Droughts, storms, floods – climate is impacting the world and posing major challenges to civil society, politics, and the economy. At DGAP’s Center for Climate and Foreign Policy, researchers address the dimensions of climate change related to security, geo-economics, and society and examine where they intersect with German foreign policy. On the basis of this work, the center aims to develop political recommendations for action.
Its research on security focuses on the link between climate change and various risks to human security, such as the destruction of natural livelihoods and traditional identities. Many developing countries are particularly affected – although they have contributed least to the causes of climate change, foremost global greenhouse gas emissions.
Climate change puts the livelihoods of farmers, fishers, and others whose source of income is directly linked to healthy ecosystems at risk. One consequence of this development is climate migration. Research into the links between extreme climatic events and migration, as well as potential humanitarian emergencies, is another of cross-cutting themes on which the center will focus.

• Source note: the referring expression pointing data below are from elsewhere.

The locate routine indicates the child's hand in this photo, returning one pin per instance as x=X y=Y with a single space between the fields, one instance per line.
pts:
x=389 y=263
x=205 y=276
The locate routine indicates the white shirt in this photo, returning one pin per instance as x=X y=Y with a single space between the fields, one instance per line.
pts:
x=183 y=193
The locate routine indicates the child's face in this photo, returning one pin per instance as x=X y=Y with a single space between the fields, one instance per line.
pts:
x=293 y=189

The research team also addresses the geo-economic dimensions of climate change. As one of the largest economies in the world and the largest CO2 emitter in Europe, Germany has a special responsibility for international climate policy – and a significant scope for action. Against this background, DGAP’s Center for Climate and Foreign Policy works on complex foreign policy challenges, for example in the fields of climate and energy policy as well as international climate diplomacy.

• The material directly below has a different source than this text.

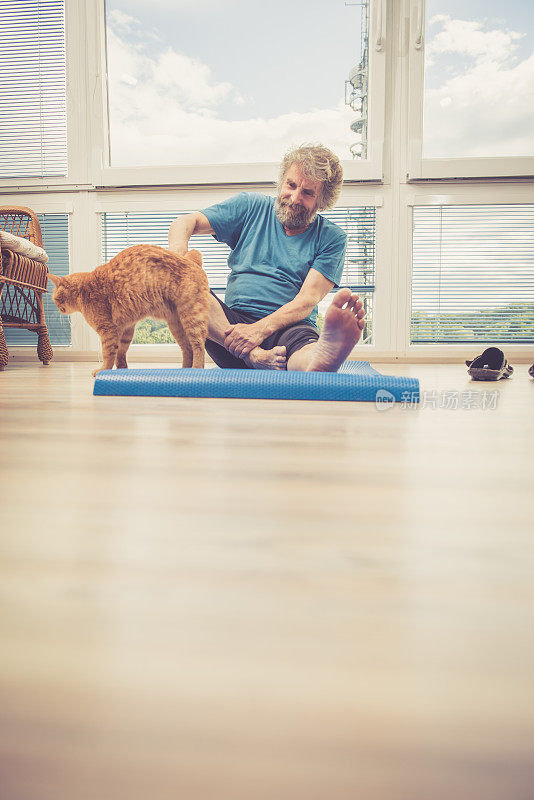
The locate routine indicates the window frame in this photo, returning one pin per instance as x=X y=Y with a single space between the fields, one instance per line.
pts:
x=247 y=173
x=509 y=193
x=419 y=168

The multi-layered issues that continue to be debated at the domestic and international level make it clear that climate policy decisions affect a multitude of policy areas. Therefore, the center’s synergies with other program areas are used to strengthen DGAP’s collaborative work on climate policy issues.
As a result, the center formulates options for action that are built on scientific findings and contribute to a coherent German and European strategy at the interface of climate and security policy.

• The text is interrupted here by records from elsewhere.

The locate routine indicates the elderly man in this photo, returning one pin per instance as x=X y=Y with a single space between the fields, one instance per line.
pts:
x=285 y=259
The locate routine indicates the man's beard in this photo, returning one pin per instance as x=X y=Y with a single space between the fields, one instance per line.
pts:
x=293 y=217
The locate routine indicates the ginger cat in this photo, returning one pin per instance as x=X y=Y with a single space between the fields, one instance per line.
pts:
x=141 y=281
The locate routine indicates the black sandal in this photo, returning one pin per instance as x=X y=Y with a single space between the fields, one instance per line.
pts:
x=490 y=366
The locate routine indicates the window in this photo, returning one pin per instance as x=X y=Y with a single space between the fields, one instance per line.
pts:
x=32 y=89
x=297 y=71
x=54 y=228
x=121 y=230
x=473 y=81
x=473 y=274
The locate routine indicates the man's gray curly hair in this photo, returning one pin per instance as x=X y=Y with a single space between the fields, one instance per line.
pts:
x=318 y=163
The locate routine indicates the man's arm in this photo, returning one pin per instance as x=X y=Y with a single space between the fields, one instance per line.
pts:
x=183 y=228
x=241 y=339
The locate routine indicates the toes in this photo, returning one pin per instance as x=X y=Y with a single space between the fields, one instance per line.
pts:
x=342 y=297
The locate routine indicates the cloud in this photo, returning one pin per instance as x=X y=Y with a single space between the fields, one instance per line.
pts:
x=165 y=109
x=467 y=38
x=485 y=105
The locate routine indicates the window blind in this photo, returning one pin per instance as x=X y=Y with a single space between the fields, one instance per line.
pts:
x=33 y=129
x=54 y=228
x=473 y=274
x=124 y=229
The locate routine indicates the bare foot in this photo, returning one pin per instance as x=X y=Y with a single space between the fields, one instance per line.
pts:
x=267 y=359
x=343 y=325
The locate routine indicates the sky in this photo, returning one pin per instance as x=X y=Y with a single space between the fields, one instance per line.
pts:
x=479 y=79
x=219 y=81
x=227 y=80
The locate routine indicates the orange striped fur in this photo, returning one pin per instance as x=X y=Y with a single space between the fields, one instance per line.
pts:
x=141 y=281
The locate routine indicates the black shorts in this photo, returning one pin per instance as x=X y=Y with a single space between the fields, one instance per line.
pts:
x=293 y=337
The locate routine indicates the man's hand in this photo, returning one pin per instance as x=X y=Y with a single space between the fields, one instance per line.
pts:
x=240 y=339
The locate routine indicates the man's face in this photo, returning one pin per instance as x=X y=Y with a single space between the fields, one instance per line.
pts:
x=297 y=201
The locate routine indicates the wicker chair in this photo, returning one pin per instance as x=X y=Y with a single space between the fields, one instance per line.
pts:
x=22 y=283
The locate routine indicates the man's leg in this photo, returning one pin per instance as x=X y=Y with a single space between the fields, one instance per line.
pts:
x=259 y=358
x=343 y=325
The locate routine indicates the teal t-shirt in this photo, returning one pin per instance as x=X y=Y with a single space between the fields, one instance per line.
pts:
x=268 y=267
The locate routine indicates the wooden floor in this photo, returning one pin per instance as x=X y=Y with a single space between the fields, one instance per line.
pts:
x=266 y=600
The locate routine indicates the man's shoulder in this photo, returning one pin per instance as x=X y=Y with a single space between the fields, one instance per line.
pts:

The central questions guiding its work include:
- Where does climate change become relevant for Germany in terms of security policy?
- What are the consequences of climate migration and displacement?
- Where do the domestic and foreign policy dimensions of climate policy intersect and how does Germany develop a coherent response to the climate crisis?
- How can the burden of the costs of adaptation to climate change be shared equitably at the international level?
- What contribution can civil crisis prevention make to preventing the escalation of resource conflicts?